At some point, the whole issue of these house manager flats assets and sales needs to come under judicial scrutiny.

Comments

  1. Michael Hollands says

    Even if it is another Mere Court in the making, First Port know they will only get a “slap on the wrist ” from ARMA

    • Michael Epstein says

      Michael Hollands,
      If the ARMA excuse is that if the house managers flat sales were dishonest, it was an “historic issue” and Peverel/Firstport are under new management, that would indicate that ARMA believe it was the old management that was responsible?
      And that “old management” would include Nigel Bannister and Keith Edgar, currently directors of Freemont Property Managers.
      In which case, why on earth are Freemont Property Managers members of ARMA?

      • Michael,
        At Ashbrook Court we were informed by our then Area Manger and Regional Manager the House Managers Flat was owned by our Freeholder, Mercian Holdings Ltd.
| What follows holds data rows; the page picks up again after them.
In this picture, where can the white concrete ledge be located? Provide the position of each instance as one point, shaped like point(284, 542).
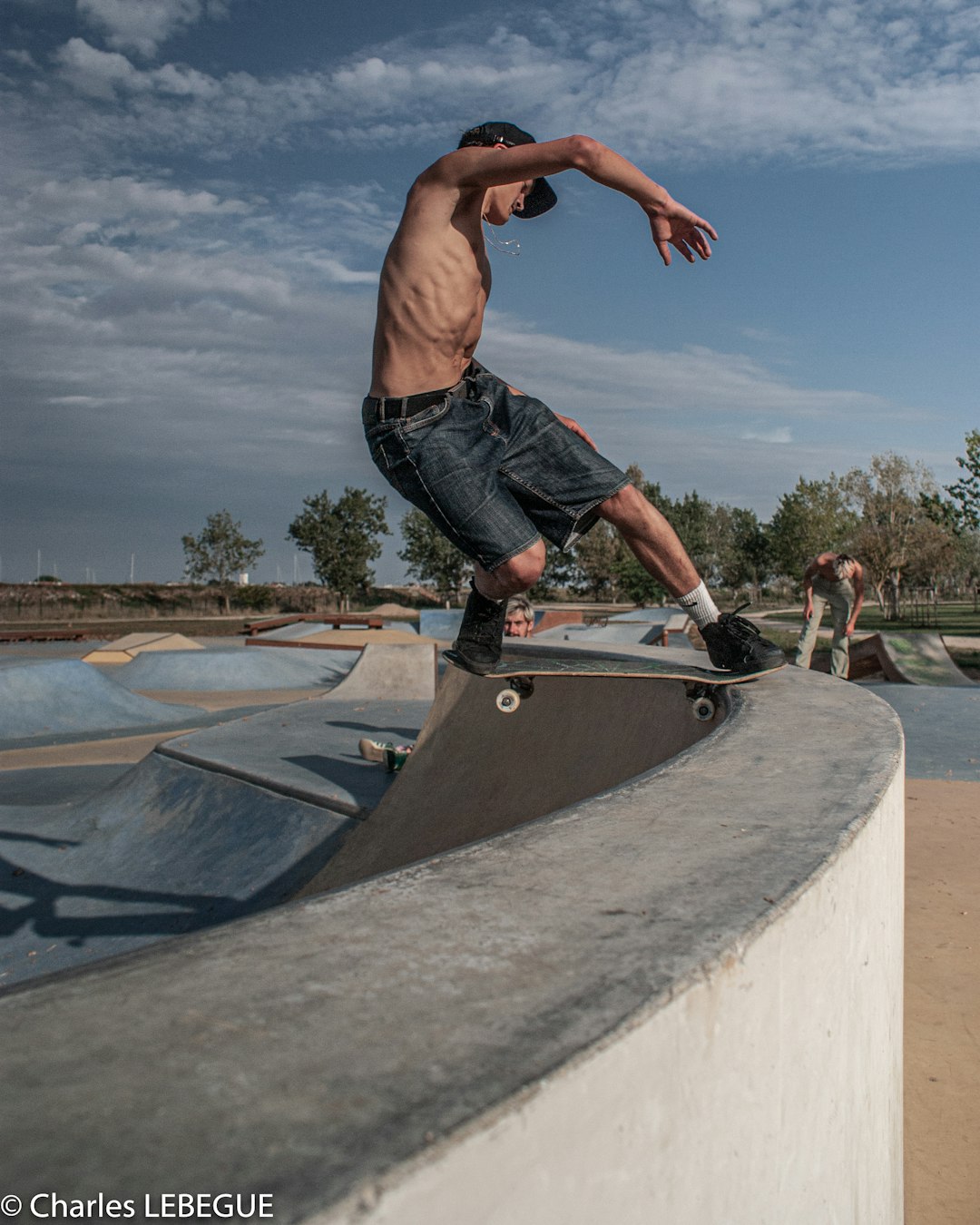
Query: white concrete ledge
point(679, 1001)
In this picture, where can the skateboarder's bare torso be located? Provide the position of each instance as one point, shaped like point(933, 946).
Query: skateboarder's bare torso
point(434, 289)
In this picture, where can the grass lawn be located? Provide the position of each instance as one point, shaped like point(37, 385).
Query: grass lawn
point(956, 620)
point(953, 619)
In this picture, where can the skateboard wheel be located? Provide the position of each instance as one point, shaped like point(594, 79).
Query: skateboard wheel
point(703, 708)
point(508, 701)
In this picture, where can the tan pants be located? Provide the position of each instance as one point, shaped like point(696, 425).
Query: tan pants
point(839, 594)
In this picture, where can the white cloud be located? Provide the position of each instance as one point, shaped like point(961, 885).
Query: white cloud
point(141, 26)
point(780, 435)
point(706, 81)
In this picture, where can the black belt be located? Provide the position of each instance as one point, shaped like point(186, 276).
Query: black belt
point(389, 407)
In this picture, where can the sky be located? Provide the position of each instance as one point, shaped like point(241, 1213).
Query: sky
point(196, 199)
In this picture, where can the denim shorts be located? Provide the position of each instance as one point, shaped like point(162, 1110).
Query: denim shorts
point(493, 471)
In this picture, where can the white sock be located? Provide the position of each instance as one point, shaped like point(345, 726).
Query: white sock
point(700, 605)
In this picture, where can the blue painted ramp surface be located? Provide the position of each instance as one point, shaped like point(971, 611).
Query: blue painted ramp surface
point(67, 697)
point(443, 623)
point(308, 750)
point(167, 850)
point(235, 669)
point(210, 827)
point(941, 725)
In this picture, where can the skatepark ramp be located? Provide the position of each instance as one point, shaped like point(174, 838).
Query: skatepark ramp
point(67, 697)
point(209, 827)
point(913, 659)
point(678, 1000)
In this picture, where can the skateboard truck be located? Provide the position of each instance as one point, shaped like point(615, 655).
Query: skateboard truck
point(518, 688)
point(703, 702)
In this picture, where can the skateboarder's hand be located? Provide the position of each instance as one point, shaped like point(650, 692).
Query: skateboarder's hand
point(576, 429)
point(675, 226)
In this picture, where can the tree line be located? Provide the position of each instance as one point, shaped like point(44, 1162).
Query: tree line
point(892, 516)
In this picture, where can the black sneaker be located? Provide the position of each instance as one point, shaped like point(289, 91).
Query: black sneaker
point(738, 646)
point(478, 644)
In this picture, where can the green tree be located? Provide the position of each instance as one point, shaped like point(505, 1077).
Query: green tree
point(342, 536)
point(597, 556)
point(431, 557)
point(220, 554)
point(893, 524)
point(741, 546)
point(560, 573)
point(815, 517)
point(961, 511)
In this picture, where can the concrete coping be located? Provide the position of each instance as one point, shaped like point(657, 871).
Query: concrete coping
point(328, 1050)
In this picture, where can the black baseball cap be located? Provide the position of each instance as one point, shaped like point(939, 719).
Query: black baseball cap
point(542, 196)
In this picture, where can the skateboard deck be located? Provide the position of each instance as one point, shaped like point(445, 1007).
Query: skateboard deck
point(520, 674)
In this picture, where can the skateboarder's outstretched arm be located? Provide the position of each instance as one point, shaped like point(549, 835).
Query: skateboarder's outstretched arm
point(671, 223)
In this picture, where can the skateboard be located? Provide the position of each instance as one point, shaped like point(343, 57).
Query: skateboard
point(701, 682)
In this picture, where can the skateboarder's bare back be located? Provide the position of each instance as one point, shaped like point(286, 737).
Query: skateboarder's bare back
point(495, 469)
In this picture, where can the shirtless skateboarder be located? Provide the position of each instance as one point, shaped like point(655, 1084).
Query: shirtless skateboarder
point(493, 468)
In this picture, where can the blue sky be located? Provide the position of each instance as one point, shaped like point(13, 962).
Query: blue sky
point(198, 196)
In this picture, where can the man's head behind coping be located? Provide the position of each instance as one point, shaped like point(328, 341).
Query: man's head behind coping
point(844, 565)
point(520, 618)
point(542, 196)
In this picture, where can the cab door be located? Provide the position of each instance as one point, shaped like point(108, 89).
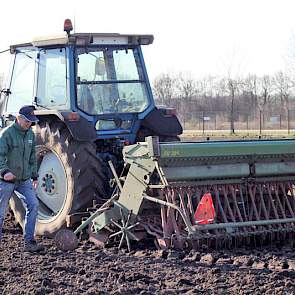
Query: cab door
point(20, 90)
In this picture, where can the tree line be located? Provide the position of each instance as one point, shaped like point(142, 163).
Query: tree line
point(231, 97)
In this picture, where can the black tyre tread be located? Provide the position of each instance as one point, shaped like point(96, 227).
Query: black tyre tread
point(81, 165)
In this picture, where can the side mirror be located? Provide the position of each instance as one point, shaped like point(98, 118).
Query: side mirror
point(100, 68)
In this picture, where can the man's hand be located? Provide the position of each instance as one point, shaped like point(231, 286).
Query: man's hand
point(9, 176)
point(35, 184)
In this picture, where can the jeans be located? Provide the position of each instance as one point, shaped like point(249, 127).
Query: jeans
point(28, 196)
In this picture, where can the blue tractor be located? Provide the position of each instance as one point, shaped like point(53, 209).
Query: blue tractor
point(92, 96)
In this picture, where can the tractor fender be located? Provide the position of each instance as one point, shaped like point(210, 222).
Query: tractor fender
point(162, 124)
point(81, 129)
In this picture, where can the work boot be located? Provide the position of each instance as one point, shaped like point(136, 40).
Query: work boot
point(32, 246)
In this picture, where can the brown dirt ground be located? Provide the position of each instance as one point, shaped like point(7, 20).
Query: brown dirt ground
point(143, 271)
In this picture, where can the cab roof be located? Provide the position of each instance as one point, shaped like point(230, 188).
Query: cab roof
point(84, 39)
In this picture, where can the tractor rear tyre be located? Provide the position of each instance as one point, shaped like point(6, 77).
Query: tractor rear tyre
point(70, 178)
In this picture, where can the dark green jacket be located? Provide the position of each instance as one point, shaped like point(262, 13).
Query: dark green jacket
point(17, 152)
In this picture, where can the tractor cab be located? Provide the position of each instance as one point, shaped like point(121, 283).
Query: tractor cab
point(100, 77)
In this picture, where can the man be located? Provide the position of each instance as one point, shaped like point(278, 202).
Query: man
point(18, 172)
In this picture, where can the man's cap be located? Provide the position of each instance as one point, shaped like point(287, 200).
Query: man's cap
point(28, 112)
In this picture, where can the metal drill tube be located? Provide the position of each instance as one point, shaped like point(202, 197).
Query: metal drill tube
point(242, 224)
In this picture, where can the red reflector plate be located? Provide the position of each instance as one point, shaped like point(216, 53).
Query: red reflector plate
point(205, 212)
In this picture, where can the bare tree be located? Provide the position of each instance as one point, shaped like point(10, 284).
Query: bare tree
point(250, 85)
point(283, 87)
point(186, 86)
point(164, 88)
point(265, 90)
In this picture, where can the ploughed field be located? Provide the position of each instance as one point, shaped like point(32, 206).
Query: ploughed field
point(145, 270)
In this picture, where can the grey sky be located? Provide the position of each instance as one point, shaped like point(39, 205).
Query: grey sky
point(198, 36)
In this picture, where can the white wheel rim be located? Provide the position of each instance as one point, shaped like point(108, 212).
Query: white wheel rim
point(52, 186)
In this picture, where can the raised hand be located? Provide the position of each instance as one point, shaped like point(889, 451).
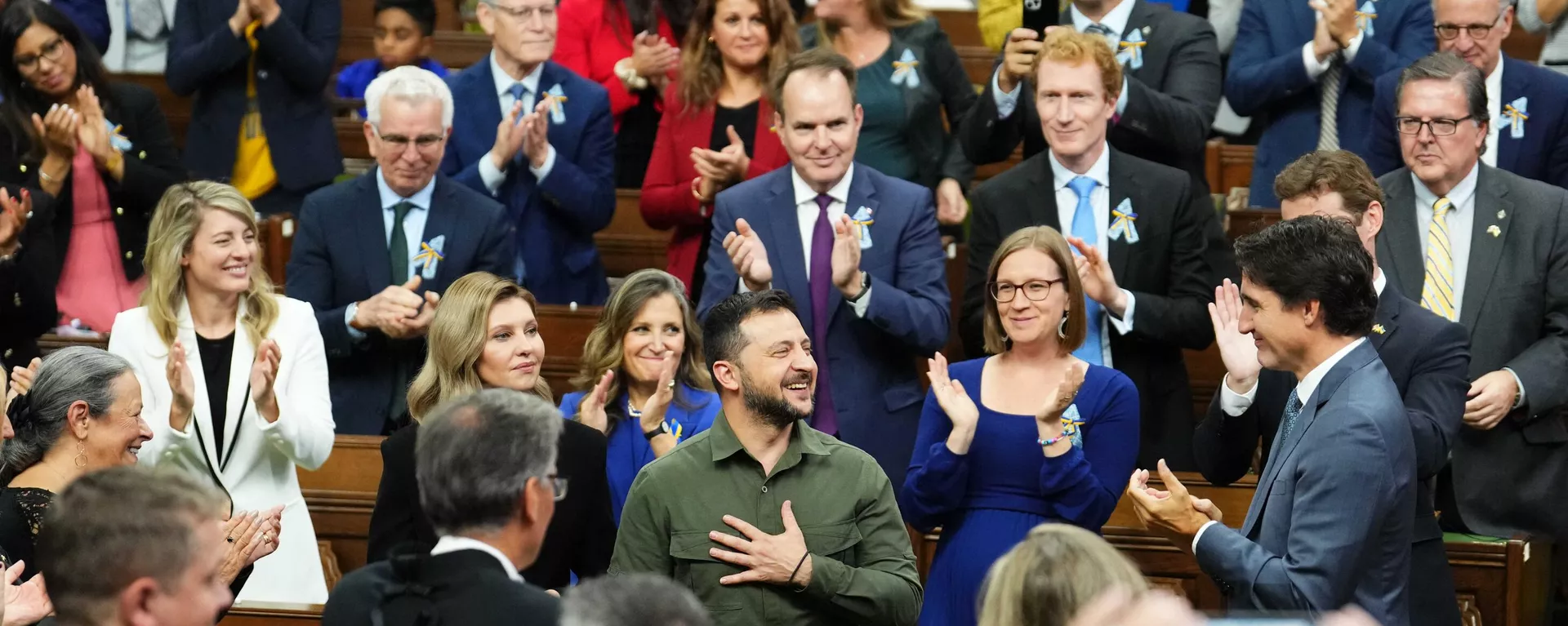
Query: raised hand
point(748, 256)
point(591, 411)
        It was only later in 2014/15 we were informed our Landlord Meridian Retirement Housing Services Ltd, (registered as dormant) is a subsidiary and part of the Peverel Group. Meridian Retirement held the Head Lease, therefore owned the right of sale?
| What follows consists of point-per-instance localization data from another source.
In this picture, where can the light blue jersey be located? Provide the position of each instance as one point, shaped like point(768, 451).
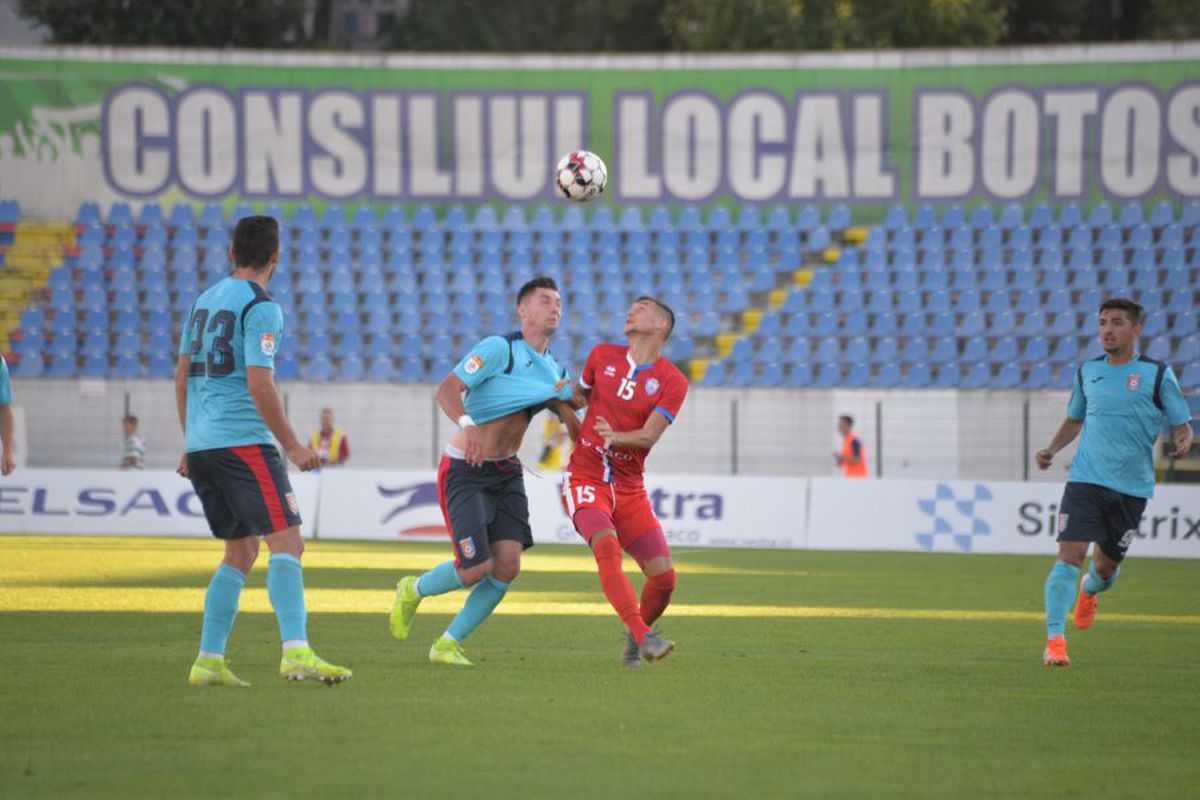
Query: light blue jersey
point(1122, 408)
point(5, 384)
point(504, 374)
point(233, 325)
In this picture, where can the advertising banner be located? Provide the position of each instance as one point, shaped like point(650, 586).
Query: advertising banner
point(1061, 124)
point(979, 517)
point(94, 503)
point(695, 510)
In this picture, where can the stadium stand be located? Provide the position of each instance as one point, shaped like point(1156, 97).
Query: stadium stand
point(780, 296)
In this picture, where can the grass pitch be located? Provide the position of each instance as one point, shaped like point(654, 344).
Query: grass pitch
point(798, 674)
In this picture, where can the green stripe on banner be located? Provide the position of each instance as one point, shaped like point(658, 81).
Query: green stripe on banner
point(869, 130)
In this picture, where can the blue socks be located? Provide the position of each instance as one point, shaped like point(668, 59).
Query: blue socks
point(1060, 591)
point(285, 585)
point(1095, 584)
point(221, 608)
point(438, 581)
point(480, 603)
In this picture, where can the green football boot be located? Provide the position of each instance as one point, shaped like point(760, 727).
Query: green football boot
point(213, 672)
point(449, 651)
point(405, 608)
point(301, 663)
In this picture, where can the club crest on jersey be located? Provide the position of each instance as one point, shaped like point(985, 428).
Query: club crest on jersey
point(468, 547)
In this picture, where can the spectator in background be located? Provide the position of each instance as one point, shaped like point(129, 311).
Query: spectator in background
point(7, 461)
point(135, 451)
point(553, 443)
point(852, 457)
point(329, 441)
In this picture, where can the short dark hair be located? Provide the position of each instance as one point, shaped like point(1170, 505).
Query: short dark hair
point(255, 240)
point(541, 282)
point(1134, 310)
point(665, 308)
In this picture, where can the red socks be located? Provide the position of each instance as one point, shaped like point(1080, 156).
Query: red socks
point(617, 587)
point(657, 595)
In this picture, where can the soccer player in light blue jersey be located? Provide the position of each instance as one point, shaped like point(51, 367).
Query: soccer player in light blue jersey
point(507, 379)
point(1119, 402)
point(7, 461)
point(229, 407)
        We were NOT offered £10k, but were informed that we would no longer have to contribute any money towards the upkeep, this again was false information as we contribute to the Council Tax, Gas, Electric, Heating.
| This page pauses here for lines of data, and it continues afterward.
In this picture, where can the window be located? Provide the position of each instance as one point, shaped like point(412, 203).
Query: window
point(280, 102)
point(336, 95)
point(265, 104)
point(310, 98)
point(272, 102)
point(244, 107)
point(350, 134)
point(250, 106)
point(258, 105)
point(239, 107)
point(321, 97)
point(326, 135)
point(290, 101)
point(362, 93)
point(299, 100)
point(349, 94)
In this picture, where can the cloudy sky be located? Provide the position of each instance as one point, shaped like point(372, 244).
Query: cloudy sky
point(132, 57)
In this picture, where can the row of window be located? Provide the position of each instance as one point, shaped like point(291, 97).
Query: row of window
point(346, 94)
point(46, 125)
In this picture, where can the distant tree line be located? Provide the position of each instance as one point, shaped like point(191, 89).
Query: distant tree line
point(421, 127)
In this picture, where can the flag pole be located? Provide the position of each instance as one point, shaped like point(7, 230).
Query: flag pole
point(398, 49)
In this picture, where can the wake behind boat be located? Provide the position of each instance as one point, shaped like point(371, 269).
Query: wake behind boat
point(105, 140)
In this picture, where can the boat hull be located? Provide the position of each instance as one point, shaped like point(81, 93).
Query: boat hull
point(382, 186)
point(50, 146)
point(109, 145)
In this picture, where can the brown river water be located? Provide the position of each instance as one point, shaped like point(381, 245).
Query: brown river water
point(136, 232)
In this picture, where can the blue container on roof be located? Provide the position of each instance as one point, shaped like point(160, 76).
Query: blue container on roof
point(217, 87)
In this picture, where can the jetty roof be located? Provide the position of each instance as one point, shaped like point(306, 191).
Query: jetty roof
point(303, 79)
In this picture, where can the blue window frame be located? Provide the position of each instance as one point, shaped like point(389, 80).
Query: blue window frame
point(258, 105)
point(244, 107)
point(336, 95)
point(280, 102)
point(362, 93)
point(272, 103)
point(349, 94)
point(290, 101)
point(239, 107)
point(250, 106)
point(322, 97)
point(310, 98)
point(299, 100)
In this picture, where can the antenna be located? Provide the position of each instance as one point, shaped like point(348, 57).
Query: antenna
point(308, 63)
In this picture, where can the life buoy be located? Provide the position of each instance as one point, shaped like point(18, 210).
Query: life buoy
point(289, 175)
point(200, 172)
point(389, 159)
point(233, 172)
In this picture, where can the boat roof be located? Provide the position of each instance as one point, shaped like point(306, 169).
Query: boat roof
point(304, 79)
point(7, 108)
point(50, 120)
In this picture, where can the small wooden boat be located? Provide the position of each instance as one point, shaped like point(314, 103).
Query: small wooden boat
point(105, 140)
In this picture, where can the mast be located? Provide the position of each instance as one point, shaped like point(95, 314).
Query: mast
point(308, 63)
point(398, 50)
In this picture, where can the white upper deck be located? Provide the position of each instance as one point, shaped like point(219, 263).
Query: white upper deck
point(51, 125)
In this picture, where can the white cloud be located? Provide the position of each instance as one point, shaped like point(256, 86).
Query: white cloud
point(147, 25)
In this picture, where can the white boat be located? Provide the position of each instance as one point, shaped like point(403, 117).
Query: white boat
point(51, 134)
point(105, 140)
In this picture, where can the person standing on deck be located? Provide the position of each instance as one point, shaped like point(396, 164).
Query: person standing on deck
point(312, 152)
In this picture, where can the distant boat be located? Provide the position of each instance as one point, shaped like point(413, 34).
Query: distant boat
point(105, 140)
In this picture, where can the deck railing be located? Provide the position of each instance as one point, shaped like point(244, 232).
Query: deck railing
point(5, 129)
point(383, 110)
        In 2016 our last AM stated we would receive £10k into contingency fund, when the HMF was sold. Soon after we were informed he was removed from Peverel/Firstport on a days notice.

        The AM also informed that major changes would happen in August 2016, but would not elaborate?

  2. Michael Epstein says

    Apparently residents at a Peverel/Firstport managed development on the Isle of Wight were also under the impression that the house manager’s flat was owned by the freeholder, when in return for a 10,000 pound contribution to the service charge reserve fund they agreed to dispense with the role of a live in house manager. Though happy with their current visiting manager, they are concerned that the manager is totally overworked and has to travel all over the Island under great pressure of time to keep up with the work load.
    And before anyone says that can’t be far (it’s only an island) it measures 23 miles by 13 miles!

  3. Alex Ellison says

    It is very easy to check if Firstport (ex-Peverel) has a lease on this house manager’s flat by contacting the Land Registry – for the Hoylake area that should be the Land Registry office in Birkenhead – who for a small fee of £3 will give written details of all registered ownerships on an individual property. If a lease has been ‘created'(between the freeholder and Peverel – now known as Firstport) on this house manager’s flat it will be one of many hundreds of others which have been ‘created’ and subsequently mortgaged to provide the millions of pounds needed to fund the company . Whether the creation of leases from areas classed as ‘common parts’ is legal is still to be challenged.